I fire an electron to the hammer and the hammer smashes it back, is it possible for the electron (or any other particle or body) to change direction without slowing down and making a complete stop? If not, which law defines that?
Note: the question isn't about the hammer part but that was just the first thing that came up in my mind.
 A: No, it's not possible. An instantaneous velocity change implies an infinite acceleration. An infinite acceleration would require an infinite force. 
(Some of the comments point out that you can do a U-turn, in which case the velocity is reversed without ever being zero, but I think you are asking about straight line motion.)
A: You have to consider that velocity is a vector - magnitude and direction.  If the particle has a specific velocity and you want it to change to the negative (same magnitude, exact opposite direction) then it has to stop completely in the original direction of motion.  It can follow a curved path and never stop moving, but the velocity in the original direction of motion will have to come to zero before it starts moving back in the opposite direction.  
If it is moving in the X direction originally with velocity Vx, then it can curve through the Y (or Z) direction with velocity Vy or Vz, and never stop, but at the instant when it is traveling at right angles to the original X direction, then Vx is zero.  It's stopped in that direction.  
As for the bug on the windshield, all parts of the bug have to come to a stop before reversing direction.  They just don't all stop at the same time - which is why windshields are bad for bugs.   

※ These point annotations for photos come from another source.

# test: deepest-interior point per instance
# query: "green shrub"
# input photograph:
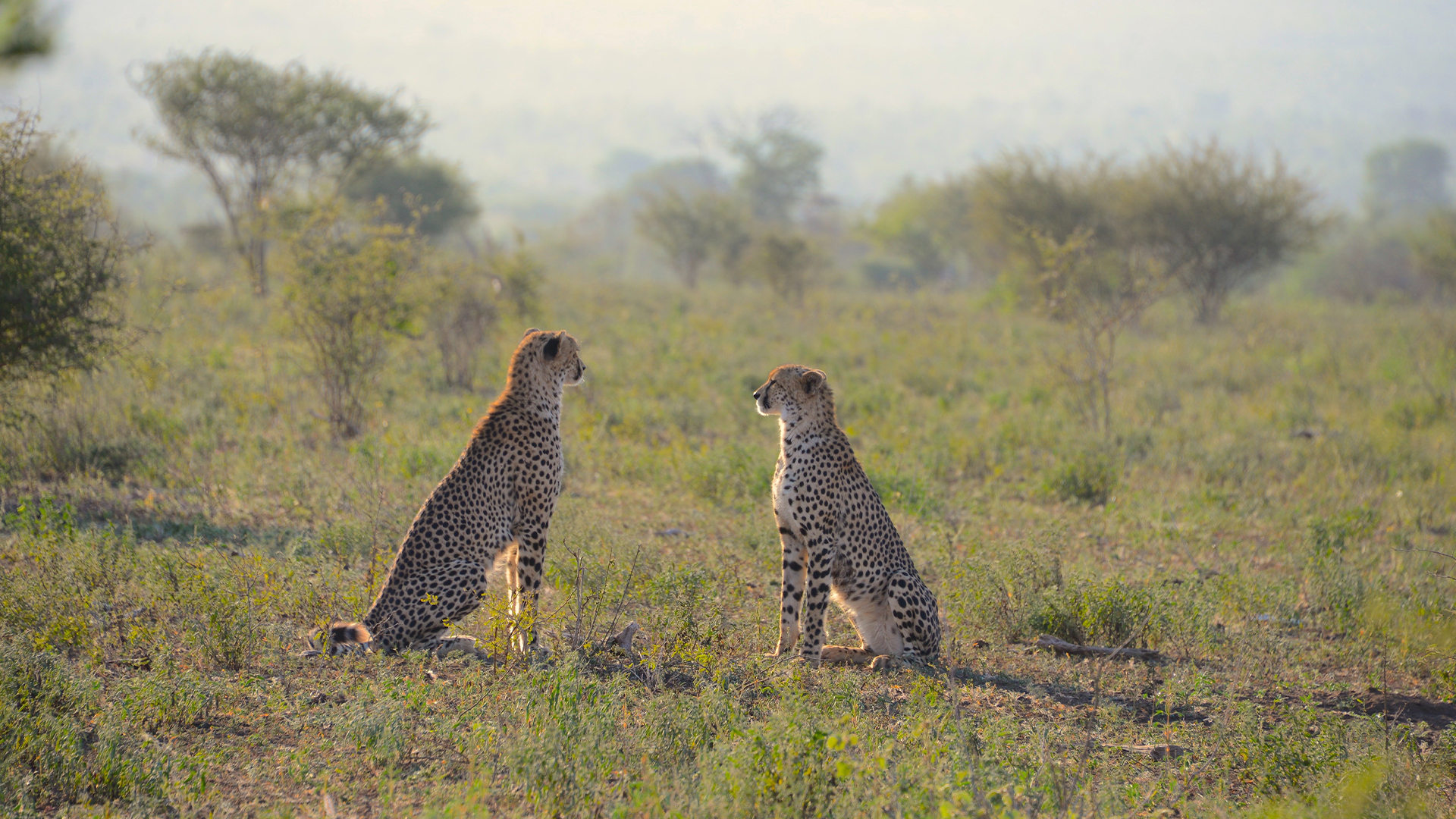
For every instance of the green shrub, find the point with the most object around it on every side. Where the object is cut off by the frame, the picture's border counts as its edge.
(52, 751)
(1091, 613)
(1091, 477)
(1332, 586)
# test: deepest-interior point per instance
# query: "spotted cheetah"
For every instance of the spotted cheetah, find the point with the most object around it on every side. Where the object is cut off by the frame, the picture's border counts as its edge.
(498, 499)
(837, 537)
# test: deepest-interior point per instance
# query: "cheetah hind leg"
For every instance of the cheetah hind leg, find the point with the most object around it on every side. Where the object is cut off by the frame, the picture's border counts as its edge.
(846, 654)
(340, 639)
(441, 648)
(861, 657)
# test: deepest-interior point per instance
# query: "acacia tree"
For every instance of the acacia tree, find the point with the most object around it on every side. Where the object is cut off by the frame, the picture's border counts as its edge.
(689, 226)
(1218, 219)
(347, 297)
(422, 190)
(783, 259)
(25, 31)
(780, 165)
(253, 130)
(58, 256)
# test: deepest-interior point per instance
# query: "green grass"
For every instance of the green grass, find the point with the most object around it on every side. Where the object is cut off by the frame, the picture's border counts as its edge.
(175, 525)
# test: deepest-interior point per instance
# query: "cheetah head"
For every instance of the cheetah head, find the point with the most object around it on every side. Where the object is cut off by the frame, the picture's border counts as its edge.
(554, 353)
(791, 390)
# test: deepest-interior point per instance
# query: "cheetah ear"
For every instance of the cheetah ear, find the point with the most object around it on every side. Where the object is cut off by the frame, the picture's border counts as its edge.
(811, 381)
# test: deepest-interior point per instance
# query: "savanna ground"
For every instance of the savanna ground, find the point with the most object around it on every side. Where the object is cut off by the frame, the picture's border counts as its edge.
(1266, 515)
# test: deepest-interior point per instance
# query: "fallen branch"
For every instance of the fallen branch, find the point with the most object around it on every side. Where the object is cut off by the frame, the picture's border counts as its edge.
(1155, 751)
(1063, 648)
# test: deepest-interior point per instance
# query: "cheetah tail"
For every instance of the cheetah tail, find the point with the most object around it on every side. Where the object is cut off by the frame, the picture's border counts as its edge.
(344, 632)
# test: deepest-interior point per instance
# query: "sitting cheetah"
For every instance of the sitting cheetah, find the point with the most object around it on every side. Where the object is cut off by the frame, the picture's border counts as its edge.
(839, 535)
(498, 497)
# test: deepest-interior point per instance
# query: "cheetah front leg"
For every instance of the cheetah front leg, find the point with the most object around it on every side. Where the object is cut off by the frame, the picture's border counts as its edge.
(526, 572)
(791, 591)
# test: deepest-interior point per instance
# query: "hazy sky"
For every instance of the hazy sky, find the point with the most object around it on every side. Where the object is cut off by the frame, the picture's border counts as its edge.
(530, 96)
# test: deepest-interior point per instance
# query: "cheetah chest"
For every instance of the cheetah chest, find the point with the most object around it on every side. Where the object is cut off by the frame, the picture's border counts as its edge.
(800, 496)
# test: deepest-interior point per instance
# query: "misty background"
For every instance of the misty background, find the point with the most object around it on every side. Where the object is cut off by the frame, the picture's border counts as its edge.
(549, 104)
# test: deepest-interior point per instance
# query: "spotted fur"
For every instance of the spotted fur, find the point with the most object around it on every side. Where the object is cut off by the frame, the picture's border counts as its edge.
(837, 538)
(497, 500)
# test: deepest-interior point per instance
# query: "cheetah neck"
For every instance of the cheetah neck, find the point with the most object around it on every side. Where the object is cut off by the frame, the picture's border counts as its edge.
(800, 428)
(533, 398)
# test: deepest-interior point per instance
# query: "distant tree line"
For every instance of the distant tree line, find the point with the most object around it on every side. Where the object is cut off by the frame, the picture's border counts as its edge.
(1212, 218)
(1404, 242)
(748, 228)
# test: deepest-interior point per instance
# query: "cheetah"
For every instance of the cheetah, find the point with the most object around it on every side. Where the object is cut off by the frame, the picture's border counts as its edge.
(837, 538)
(497, 500)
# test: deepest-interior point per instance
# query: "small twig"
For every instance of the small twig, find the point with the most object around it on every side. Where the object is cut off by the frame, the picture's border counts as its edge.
(626, 586)
(1063, 648)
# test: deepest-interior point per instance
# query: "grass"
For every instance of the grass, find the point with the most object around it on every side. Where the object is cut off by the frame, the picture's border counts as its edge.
(1267, 515)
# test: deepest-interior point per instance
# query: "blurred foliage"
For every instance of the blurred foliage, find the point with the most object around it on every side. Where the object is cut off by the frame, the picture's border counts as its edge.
(255, 130)
(785, 260)
(346, 293)
(58, 259)
(1405, 180)
(1097, 293)
(780, 165)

A: Consider a theoretical crankshaft, con rod and piston: the crank rotates continuously and transfers rotational motion into linear motion via the con rod to the piston. Given that the crank is in continual motion how can the piston be motionless at the top and bottom of the 'stroke'?
Another means of imagining the concept of a reversal of direction without stopping is to visualise a point of light revolving around a circle as viewed from above. Now visualise that circle from the side: the point of light will be seen to travel from left to right and back again. Does it stop at each extremity?
A: I think I understand your question, where the particle is in linear motion and whether or not it can instantaneously change direction without deceleration/acceleration? I don't know the proper answer myself and can only assume that the material would have to have absolutely zero elasticity or give in the material.
The only other option I can think of is a wormhole in the path of the particle where the other end is in the same position of the $x-$axis but directs the particle to come out at the same speed but in the opposite direction. This would give a perfectly vertical line from positive velocity the same negative velocity on a velocity vs time graph.